When I talk to small retailers about AI, the question I hear most is: “Is this actually going to change how people shop, or is it just hype?”
Two recent moves from Walmart and Gap give us a very real, very practical answer: it’s changing—but not in the way most people expected.
Let’s start with Walmart. According to a recent article in Inc., the company partnered with OpenAI to bring shopping directly into ChatGPT, which sounds like a breakthrough moment. But the early results weren’t great. Conversion rates in ChatGPT were reportedly three times lower than on Walmart’s own website, largely because customers found the experience lacking .
That’s a big signal. It tells me that just dropping your products into an AI interface doesn’t magically improve sales. In fact, it can make things worse if the experience isn’t tightly controlled.
Walmart’s response is what really matters. Instead of pulling back, they’re doubling down—but with a twist. They’re embedding their own AI assistant, “Sparky,” into the experience so they can maintain control over personalization, product data, and the overall journey . In other words, they’ve realized something small retailers should pay attention to: AI is a channel, not a replacement for your storefront.
Gap is taking a different, but equally interesting approach, says CNBC. They’re leaning into what I’d call agentic commerce—letting customers discover and buy products directly inside AI platforms like Google Gemini. Through something they call a “universal commerce protocol,” Gap ensures its products show up when users ask natural-language questions like “What should I wear in Key West?”
What’s clever here is that Gap is controlling the data behind the experience. When a user clicks a product, Gap powers the listing and handles fulfillment, even though the transaction happens inside Gemini. That’s a subtle but important distinction: they’re meeting customers where they are without giving up ownership of the relationship.
They’re also tackling a very practical problem with AI: returns. Gap is rolling out AI-powered sizing tools that recommend fit based on user input. If you’ve ever run a small retail operation, you know returns eat margins alive. This is one of the first AI use cases I’ve seen that directly improves both customer experience and profitability.
So what do I tell small retailers when I look at these two strategies side by side?
- First, don’t assume AI will instantly boost conversions. Walmart’s early results are a reality check. If the experience feels generic, slow, or incomplete, customers won’t trust it enough to buy.
- Second, control your data. Gap’s approach works because their product data is structured, accessible, and optimized for AI discovery. If your catalog isn’t clean, searchable, and machine-readable, you simply won’t show up in these new interfaces.

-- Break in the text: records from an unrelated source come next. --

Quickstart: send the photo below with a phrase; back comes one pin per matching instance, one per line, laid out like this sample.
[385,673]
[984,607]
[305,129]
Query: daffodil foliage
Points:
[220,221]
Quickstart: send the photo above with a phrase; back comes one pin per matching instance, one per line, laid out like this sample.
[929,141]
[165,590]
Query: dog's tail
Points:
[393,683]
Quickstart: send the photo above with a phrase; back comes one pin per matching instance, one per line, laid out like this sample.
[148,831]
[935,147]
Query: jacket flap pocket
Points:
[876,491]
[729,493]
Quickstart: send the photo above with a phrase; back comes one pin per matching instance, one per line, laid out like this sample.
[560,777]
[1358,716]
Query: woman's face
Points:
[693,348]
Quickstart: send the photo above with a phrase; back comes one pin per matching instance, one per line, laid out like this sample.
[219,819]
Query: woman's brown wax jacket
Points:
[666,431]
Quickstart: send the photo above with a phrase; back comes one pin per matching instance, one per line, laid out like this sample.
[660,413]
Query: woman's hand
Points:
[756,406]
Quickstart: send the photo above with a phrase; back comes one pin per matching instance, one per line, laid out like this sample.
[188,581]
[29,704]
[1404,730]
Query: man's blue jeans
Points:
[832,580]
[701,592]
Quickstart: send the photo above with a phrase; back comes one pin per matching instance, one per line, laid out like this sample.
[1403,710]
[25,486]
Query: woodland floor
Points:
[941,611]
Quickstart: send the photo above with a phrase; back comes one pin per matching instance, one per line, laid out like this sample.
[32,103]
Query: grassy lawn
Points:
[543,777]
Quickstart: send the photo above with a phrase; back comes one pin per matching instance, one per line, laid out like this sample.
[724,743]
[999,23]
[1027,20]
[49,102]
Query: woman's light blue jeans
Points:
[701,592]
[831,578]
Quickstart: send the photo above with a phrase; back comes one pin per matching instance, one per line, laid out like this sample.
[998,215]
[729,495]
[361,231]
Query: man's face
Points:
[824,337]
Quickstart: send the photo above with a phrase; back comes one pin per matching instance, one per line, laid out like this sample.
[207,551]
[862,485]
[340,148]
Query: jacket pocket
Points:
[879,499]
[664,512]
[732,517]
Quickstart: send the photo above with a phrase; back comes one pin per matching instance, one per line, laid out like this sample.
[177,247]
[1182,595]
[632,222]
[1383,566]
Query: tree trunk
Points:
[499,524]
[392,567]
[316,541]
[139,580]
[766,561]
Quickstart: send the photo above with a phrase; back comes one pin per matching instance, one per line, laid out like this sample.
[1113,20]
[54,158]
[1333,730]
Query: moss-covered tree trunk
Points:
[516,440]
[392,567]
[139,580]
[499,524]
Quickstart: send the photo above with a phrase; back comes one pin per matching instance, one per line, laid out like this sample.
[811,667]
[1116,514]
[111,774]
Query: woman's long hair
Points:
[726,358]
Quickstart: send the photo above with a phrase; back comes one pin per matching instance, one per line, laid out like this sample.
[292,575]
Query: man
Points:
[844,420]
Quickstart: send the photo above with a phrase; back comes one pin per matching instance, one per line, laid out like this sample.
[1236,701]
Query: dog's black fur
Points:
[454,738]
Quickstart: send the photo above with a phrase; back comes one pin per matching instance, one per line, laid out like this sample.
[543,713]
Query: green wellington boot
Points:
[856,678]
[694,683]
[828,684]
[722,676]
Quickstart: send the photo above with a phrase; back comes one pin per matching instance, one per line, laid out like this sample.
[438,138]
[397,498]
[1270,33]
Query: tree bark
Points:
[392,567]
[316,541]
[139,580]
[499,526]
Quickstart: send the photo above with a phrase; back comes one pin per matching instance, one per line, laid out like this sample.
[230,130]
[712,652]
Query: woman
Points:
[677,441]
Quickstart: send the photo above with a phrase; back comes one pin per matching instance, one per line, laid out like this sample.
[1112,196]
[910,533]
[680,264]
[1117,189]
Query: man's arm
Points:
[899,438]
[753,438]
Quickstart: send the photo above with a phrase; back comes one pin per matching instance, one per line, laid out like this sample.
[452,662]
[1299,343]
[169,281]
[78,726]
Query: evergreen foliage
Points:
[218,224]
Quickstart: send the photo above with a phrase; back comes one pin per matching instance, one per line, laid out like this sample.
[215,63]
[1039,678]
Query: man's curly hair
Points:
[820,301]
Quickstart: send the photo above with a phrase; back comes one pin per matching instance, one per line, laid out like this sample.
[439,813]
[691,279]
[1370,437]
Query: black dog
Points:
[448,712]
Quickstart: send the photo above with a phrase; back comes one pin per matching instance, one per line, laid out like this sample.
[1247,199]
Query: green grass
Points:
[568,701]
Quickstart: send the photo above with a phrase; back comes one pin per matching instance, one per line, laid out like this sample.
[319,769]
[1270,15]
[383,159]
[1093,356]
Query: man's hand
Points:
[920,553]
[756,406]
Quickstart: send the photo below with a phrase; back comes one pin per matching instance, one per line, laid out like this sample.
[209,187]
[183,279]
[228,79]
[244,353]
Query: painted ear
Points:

- Third, think beyond your website. One of the biggest shifts here is that shopping is no longer confined to your storefront. It can start in a chatbot, a search query, or a recommendation engine. As Walmart put it, “shopping can start anywhere” . That’s a fundamental change.
Now, here’s the part most small retailers get wrong: they assume they need to build something like Walmart’s “Sparky” to participate. You don’t.
A practical way to experiment with AI today is more accessible than most retailers expect—but it still requires some thoughtful setup behind the scenes. In general, it starts with getting your product data into a format that AI systems can actually understand and use, and then connecting that data to tools that can interpret customer intent and surface relevant products. Many modern commerce platforms already offer entry points into this, while more customized approaches can extend those capabilities further.
What I’ve seen in practice is that even simple prototypes—where an AI can respond to natural-language shopping queries using your catalog—can quickly reveal both opportunities and gaps. But getting that experience to feel seamless, accurate, and on-brand is where things become more nuanced. This is often the point where it makes sense to bring in someone who understands both the technical side and the customer experience, to help translate your storefront into something AI can work with effectively.
The key is not to build a perfect assistant—it’s to make your data usable by AI systems and test how customers respond.
But you still need to own the experience. Both Walmart and Gap are clearly trying to avoid becoming invisible middlemen behind someone else’s AI. That’s the tightrope: be present in AI platforms without becoming dependent on them.
Finally, don’t ignore trust. Gap is already seeing concerns around privacy, payments, and how AI uses personal data. This is especially important for smaller brands that don’t have the built-in credibility of a Walmart or Google partnership. If customers don’t trust the experience, they won’t convert, no matter how smart the AI is.
My takeaway? AI shopping is real, but it’s still early. The winners won’t be the companies that adopt AI the fastest. They’ll be the ones that integrate it thoughtfully into their data, their workflows, and their customer experience.
If you’re a small retailer, you don’t need to build your own “Sparky.” But you do need to start preparing your business for a world where your next customer might discover—and buy from you—without ever visiting your website.